Zipf Distribution in Python
Zipf’s distribution is a fascinating way to model data following Zipf's Law — a principle stating that in many datasets, the frequency of an item is inversely proportional to its rank in the frequency table. In simple terms, the nth most common item appears roughly 1/n as frequently as the most common item.
For example, in English, the 2nd most common word is used about half as often as the most common word, the 3rd about a third as often, and so on.
Key Parameters:
- a → Distribution parameter (higher values skew results towards smaller numbers).
- size → The shape of the output array (how many samples to draw).

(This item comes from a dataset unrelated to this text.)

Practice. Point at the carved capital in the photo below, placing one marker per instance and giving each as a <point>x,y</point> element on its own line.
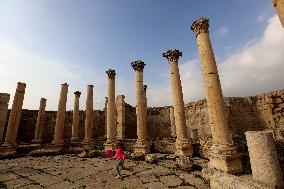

Sampling Data from Zipf Distribution:
Here’s a simple example of drawing random numbers from a Zipf distribution using NumPy:
Program:
from numpy import random
# Draw samples from Zipf distribution
x = random.zipf(a=2, size=(2, 3))
print(x)
This generates a 2x3 array of random numbers following Zipf’s distribution with a=2.
Output:
[[1 2 4]
[1 1 1]]
Visualizing Zipf Distribution:
Let’s generate 1000 samples and visualize the distribution for values less than 10 (this helps focus on the meaningful part of the chart, since larger values are rare but extreme).
Program:
from numpy import random
import matplotlib.pyplot as plt
import seaborn as sns
# Generate Zipf-distributed samples
x = random.zipf(a=2, size=1000)
# Plot only values less than 10 for better visualization
sns.displot(x[x < 10])
plt.show()
This creates a histogram showing how often each value appears — illustrating how Zipf’s Law favors smaller numbers in the sample.